Early iterations of DLSS could look like Vaseline smeared on your screen, but the DLSS 2.0 technology rolling out in newer games works like black magic. It’s wonderful, and truly makes flipping ray tracing on less painful. The tensor cores also handle “denoising” when ray tracing is on to avoid a gritty look common on older, less advanced ray tracing implementations.

dx12u fidelityfx AMD

You can see the mysterious "Super Resolution" listed here.

AMD doesn’t include dedicated AI upscaling hardware in RDNA 2. Denoising is handled by the general compute units, and it works very well by my eye—but there’s no DLSS-like feature to claw back lost frames. During its Radeon RX 6000 reveal, AMD teased some sort of DLSS rival dubbed “Super Resolution” as part of its FidelityFX suite of open-source tools without going into detail. Representatives declined to say more, other than to state that Super Resolution will not be available immediately. That said, because AMD’s RDNA 2 powers both next-gen consoles as well, the company hopes its open-source alternative winds up gaining traction with developers when it does arrive. The company's FidelityFX toolkit also includes a denoiser solution that developers can implement.
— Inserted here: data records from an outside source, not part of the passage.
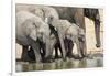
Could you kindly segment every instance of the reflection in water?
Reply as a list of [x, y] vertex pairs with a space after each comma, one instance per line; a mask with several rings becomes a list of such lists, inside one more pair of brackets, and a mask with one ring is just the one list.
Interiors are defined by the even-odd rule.
[[16, 62], [16, 72], [32, 72], [32, 70], [52, 70], [52, 69], [67, 69], [67, 68], [87, 68], [87, 67], [102, 67], [103, 57], [94, 57], [92, 59], [56, 59], [53, 63], [23, 63]]

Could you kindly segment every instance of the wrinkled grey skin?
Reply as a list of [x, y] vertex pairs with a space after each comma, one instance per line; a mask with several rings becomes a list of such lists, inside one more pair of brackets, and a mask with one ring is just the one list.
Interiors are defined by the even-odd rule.
[[79, 37], [82, 36], [81, 39], [82, 39], [82, 41], [85, 41], [84, 29], [79, 28], [78, 25], [76, 25], [74, 23], [72, 24], [67, 20], [54, 20], [52, 23], [53, 23], [53, 25], [55, 25], [57, 28], [63, 40], [65, 40], [65, 37], [67, 37], [68, 40], [72, 40], [73, 43], [76, 43], [78, 55], [79, 55], [79, 57], [82, 57], [82, 54], [80, 51], [80, 45], [79, 45], [80, 44]]
[[[23, 8], [23, 10], [26, 10], [31, 13], [34, 13], [35, 15], [42, 18], [42, 20], [44, 22], [46, 22], [47, 24], [52, 25], [52, 21], [54, 19], [59, 19], [58, 18], [58, 13], [55, 9], [51, 8], [51, 7], [44, 7], [44, 6], [29, 6], [29, 7], [25, 7], [25, 6], [18, 6], [16, 8], [16, 12], [22, 10], [22, 9], [19, 9], [19, 8]], [[56, 28], [56, 26], [55, 26]], [[61, 45], [62, 45], [62, 50], [63, 50], [63, 58], [65, 59], [66, 58], [66, 51], [65, 51], [65, 47], [64, 47], [64, 42], [63, 42], [63, 37], [61, 36], [59, 32], [58, 32], [58, 36], [59, 36], [59, 41], [61, 41]]]
[[85, 8], [84, 14], [95, 22], [96, 46], [100, 47], [100, 15], [98, 9]]
[[[66, 19], [68, 20], [70, 23], [76, 23], [77, 25], [79, 25], [79, 28], [84, 29], [84, 31], [86, 32], [86, 28], [85, 28], [85, 15], [84, 15], [84, 9], [82, 8], [70, 8], [70, 7], [53, 7], [59, 14], [59, 19]], [[84, 36], [84, 39], [86, 40], [86, 35]], [[79, 46], [80, 46], [80, 51], [84, 55], [84, 57], [87, 55], [87, 47], [86, 47], [86, 41], [81, 42], [79, 41]], [[70, 46], [73, 46], [73, 44], [69, 44]]]
[[[36, 63], [42, 61], [37, 40], [46, 44], [45, 57], [50, 55], [50, 28], [41, 18], [28, 12], [16, 13], [16, 43], [31, 46], [35, 54]], [[28, 47], [25, 47], [28, 51]]]
[[[67, 19], [72, 23], [76, 23], [80, 28], [82, 28], [86, 32], [85, 28], [85, 18], [87, 17], [95, 22], [95, 34], [96, 34], [96, 46], [100, 47], [100, 15], [98, 9], [88, 9], [88, 8], [70, 8], [70, 7], [53, 7], [59, 14], [59, 19]], [[86, 37], [85, 37], [86, 39]], [[80, 48], [84, 54], [86, 54], [86, 41], [80, 42]]]

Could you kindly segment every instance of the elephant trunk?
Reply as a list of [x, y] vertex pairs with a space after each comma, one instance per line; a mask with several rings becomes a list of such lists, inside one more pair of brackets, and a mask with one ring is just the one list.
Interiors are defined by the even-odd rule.
[[45, 45], [46, 45], [45, 58], [48, 58], [51, 55], [50, 37], [46, 37]]
[[96, 34], [96, 46], [97, 47], [100, 47], [100, 21], [99, 20], [96, 20], [95, 21], [95, 34]]

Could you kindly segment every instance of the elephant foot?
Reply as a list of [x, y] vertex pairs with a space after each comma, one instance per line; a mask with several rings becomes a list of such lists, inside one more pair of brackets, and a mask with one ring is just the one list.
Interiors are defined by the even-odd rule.
[[55, 56], [55, 59], [62, 58], [61, 56]]
[[75, 56], [73, 56], [75, 59], [82, 59], [84, 58], [84, 56], [79, 56], [79, 55], [75, 55]]
[[30, 57], [25, 56], [21, 58], [22, 62], [33, 62]]
[[96, 44], [97, 47], [100, 47], [100, 44]]

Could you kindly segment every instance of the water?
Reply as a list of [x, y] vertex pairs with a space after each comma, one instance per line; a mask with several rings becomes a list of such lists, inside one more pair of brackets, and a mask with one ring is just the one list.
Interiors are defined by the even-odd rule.
[[84, 58], [81, 61], [69, 58], [66, 62], [56, 59], [53, 63], [24, 63], [16, 62], [16, 72], [33, 72], [33, 70], [53, 70], [53, 69], [69, 69], [69, 68], [89, 68], [102, 67], [103, 57]]

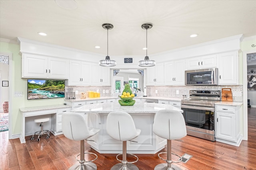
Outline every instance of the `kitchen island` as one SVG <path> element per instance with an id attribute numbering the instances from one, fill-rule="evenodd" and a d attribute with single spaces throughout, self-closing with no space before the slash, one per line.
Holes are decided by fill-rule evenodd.
<path id="1" fill-rule="evenodd" d="M 127 152 L 155 154 L 164 147 L 166 140 L 153 132 L 153 123 L 156 113 L 163 109 L 183 111 L 171 105 L 153 103 L 135 103 L 133 106 L 121 106 L 117 102 L 84 105 L 72 111 L 85 114 L 89 127 L 100 129 L 100 132 L 88 141 L 92 148 L 100 153 L 120 153 L 122 142 L 112 139 L 106 132 L 108 113 L 114 111 L 125 111 L 130 114 L 136 128 L 141 130 L 140 135 L 127 142 Z"/>

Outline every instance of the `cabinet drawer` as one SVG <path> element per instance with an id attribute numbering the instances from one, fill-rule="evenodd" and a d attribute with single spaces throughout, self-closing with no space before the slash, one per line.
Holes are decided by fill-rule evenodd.
<path id="1" fill-rule="evenodd" d="M 63 108 L 58 109 L 58 114 L 62 114 L 65 112 L 70 112 L 71 111 L 71 107 Z"/>
<path id="2" fill-rule="evenodd" d="M 168 100 L 158 100 L 158 103 L 160 103 L 160 104 L 169 104 L 169 101 L 168 101 Z"/>
<path id="3" fill-rule="evenodd" d="M 97 100 L 91 100 L 86 102 L 86 104 L 95 104 L 97 103 Z"/>
<path id="4" fill-rule="evenodd" d="M 234 107 L 232 106 L 216 106 L 216 111 L 221 111 L 222 112 L 234 113 L 236 111 L 236 109 Z"/>
<path id="5" fill-rule="evenodd" d="M 169 101 L 169 104 L 170 104 L 174 106 L 180 107 L 181 106 L 181 102 L 177 101 Z"/>
<path id="6" fill-rule="evenodd" d="M 107 103 L 114 103 L 116 102 L 116 99 L 108 99 L 107 100 Z"/>
<path id="7" fill-rule="evenodd" d="M 86 102 L 77 102 L 73 103 L 73 107 L 78 107 L 82 106 L 86 104 Z"/>
<path id="8" fill-rule="evenodd" d="M 97 103 L 106 103 L 107 100 L 97 100 Z"/>

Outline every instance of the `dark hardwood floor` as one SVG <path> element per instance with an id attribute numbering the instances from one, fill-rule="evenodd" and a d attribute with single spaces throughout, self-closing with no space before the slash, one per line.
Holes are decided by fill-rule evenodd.
<path id="1" fill-rule="evenodd" d="M 183 141 L 172 141 L 173 152 L 193 156 L 186 163 L 176 164 L 184 170 L 256 170 L 256 108 L 248 108 L 248 140 L 243 141 L 239 147 L 188 135 Z M 0 133 L 0 170 L 66 170 L 76 162 L 75 157 L 80 152 L 80 142 L 63 135 L 52 135 L 49 140 L 42 138 L 39 142 L 27 137 L 22 144 L 18 139 L 8 140 L 8 131 Z M 109 170 L 119 163 L 116 154 L 100 154 L 86 143 L 85 150 L 97 154 L 94 162 L 98 170 Z M 166 148 L 160 152 L 164 150 Z M 153 170 L 158 164 L 165 163 L 157 154 L 136 155 L 139 161 L 134 164 L 140 170 Z"/>

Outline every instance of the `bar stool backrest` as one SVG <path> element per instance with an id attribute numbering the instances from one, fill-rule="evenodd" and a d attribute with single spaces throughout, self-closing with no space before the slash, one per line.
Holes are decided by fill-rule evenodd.
<path id="1" fill-rule="evenodd" d="M 185 137 L 187 131 L 183 115 L 175 110 L 158 111 L 155 116 L 153 131 L 157 135 L 168 140 L 178 139 Z"/>

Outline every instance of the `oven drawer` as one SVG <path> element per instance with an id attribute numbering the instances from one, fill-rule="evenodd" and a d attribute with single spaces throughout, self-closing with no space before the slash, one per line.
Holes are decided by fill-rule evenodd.
<path id="1" fill-rule="evenodd" d="M 216 111 L 222 112 L 234 113 L 236 112 L 235 108 L 226 106 L 216 105 Z"/>

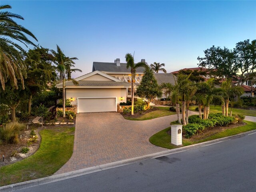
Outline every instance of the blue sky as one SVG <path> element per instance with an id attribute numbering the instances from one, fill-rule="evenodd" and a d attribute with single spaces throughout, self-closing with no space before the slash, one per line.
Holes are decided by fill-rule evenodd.
<path id="1" fill-rule="evenodd" d="M 164 63 L 168 72 L 196 67 L 198 56 L 212 45 L 233 48 L 256 39 L 256 1 L 6 1 L 17 21 L 40 45 L 60 46 L 76 68 L 92 71 L 94 61 Z M 29 48 L 32 48 L 31 46 Z"/>

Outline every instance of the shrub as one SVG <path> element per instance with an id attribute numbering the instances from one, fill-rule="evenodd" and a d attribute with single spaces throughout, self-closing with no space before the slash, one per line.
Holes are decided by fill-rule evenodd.
<path id="1" fill-rule="evenodd" d="M 27 112 L 22 112 L 20 113 L 16 113 L 16 116 L 19 118 L 20 121 L 28 121 L 29 119 L 29 115 Z"/>
<path id="2" fill-rule="evenodd" d="M 0 115 L 0 125 L 5 125 L 11 121 L 8 114 Z"/>
<path id="3" fill-rule="evenodd" d="M 188 125 L 183 126 L 182 133 L 186 138 L 190 138 L 193 135 L 197 133 L 199 130 L 203 130 L 205 127 L 196 123 L 190 123 Z"/>
<path id="4" fill-rule="evenodd" d="M 25 147 L 23 147 L 21 150 L 20 150 L 20 152 L 21 153 L 27 153 L 29 151 L 29 149 L 28 148 Z"/>
<path id="5" fill-rule="evenodd" d="M 11 122 L 0 128 L 0 138 L 7 143 L 16 144 L 19 142 L 18 135 L 21 130 L 26 128 L 24 124 Z"/>
<path id="6" fill-rule="evenodd" d="M 125 114 L 127 113 L 130 113 L 132 111 L 132 108 L 126 107 L 124 109 L 123 109 L 123 112 L 124 114 Z"/>
<path id="7" fill-rule="evenodd" d="M 72 120 L 76 116 L 76 113 L 70 111 L 66 111 L 65 114 L 68 116 L 68 118 L 70 120 Z"/>

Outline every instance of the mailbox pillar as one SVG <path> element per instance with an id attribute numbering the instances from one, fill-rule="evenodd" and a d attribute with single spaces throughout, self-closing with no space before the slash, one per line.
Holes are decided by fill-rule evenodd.
<path id="1" fill-rule="evenodd" d="M 172 144 L 175 145 L 182 144 L 182 125 L 171 125 Z"/>

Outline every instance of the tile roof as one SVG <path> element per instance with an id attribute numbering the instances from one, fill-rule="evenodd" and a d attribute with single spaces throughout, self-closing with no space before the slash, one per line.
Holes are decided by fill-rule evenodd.
<path id="1" fill-rule="evenodd" d="M 193 68 L 184 68 L 184 69 L 181 69 L 180 70 L 184 70 L 186 71 L 186 70 L 190 70 L 191 71 L 194 71 L 195 70 L 198 70 L 198 71 L 207 71 L 209 70 L 209 69 L 207 68 L 204 68 L 203 67 L 194 67 Z M 178 71 L 174 71 L 173 72 L 172 72 L 170 73 L 172 73 L 172 74 L 177 74 L 179 73 L 179 72 L 180 70 L 179 70 Z"/>
<path id="2" fill-rule="evenodd" d="M 143 67 L 139 67 L 136 69 L 137 73 L 143 73 L 145 70 Z M 107 72 L 122 72 L 130 73 L 130 68 L 126 68 L 126 64 L 120 63 L 120 66 L 116 66 L 116 63 L 105 62 L 94 62 L 92 64 L 92 71 L 100 71 Z"/>
<path id="3" fill-rule="evenodd" d="M 158 85 L 162 83 L 170 83 L 173 85 L 175 84 L 176 77 L 171 73 L 155 73 L 154 76 Z"/>
<path id="4" fill-rule="evenodd" d="M 247 85 L 242 85 L 241 86 L 242 88 L 244 89 L 244 91 L 245 92 L 250 92 L 252 90 L 252 88 L 250 86 L 247 86 Z M 252 88 L 252 91 L 254 92 L 256 91 L 256 88 Z"/>

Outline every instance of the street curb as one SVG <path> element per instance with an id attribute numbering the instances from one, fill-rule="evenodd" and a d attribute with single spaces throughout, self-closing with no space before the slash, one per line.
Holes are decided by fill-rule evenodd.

DirectX 12 Ultimate features and more

But wait, there's more. Like Nvidia’s recent RTX-branded GPUs, RDNA 2 is fully DirectX 12 Ultimate-compliant. Microsoft calls DX12 “a force multiplier for the entire gaming ecosystem” by unifying an array of new features—mostly ones introduced in Nvidia’s Turing-based RTX 20-series, but largely ignored by developers—across all modern PC and next-gen Xbox Series X hardware.

variable rate shading AMD

That means Radeon RX 6000-series graphics cards also pick up nifty tricks like mesh shading, variable rate shading, and sampler feedback, which we covered in our look at DirectX 12 Ultimate. All of the features hold great potential to improve both performance and visual fidelity. AMD optimized various parts of RDNA 2 around them, such as improving the color compression behavior and adding dedicated sampler feedback logic.

AMD’s Radeon GPUs will also support Microsoft’s DirectStorage API when it debuts in 2021 (as will Nvidia’s RTX 30-series). DirectStorage lets your NVMe SSD talk directly to your graphics card’s memory for vastly improved loading and asset-streaming performance. Here’s how DirectStorage aims to kill game-loading times on the PC. It has the potential to be a real game-changer.

lisa su rdna 2 radeon chip AMD

Other aspects of RDNA 2 received upgrades as well. The display engine now supports HDM1 2.1, for example. The multi-media engine can handle AV1 decoding for 8K videos and includes a high-quality 8K HEVC encode accelerator, matching advancements found in Nvidia’s Ampere GPUs. 8K is the most niche of niche cases at this point, though, and this is getting long enough.

Be sure to check out our full Radeon RX 6800 and RX 6800 XT review to see how all these RDNA 2 improvements translate into graphics cards you can actually buy. They’re fantastic, and they truly challenge Nvidia’s high-end gaming options for the first time since 2013’s Radeon R9 290X hit the streets. Whatever else you can say about 2020, it’s a great year to be a gamer.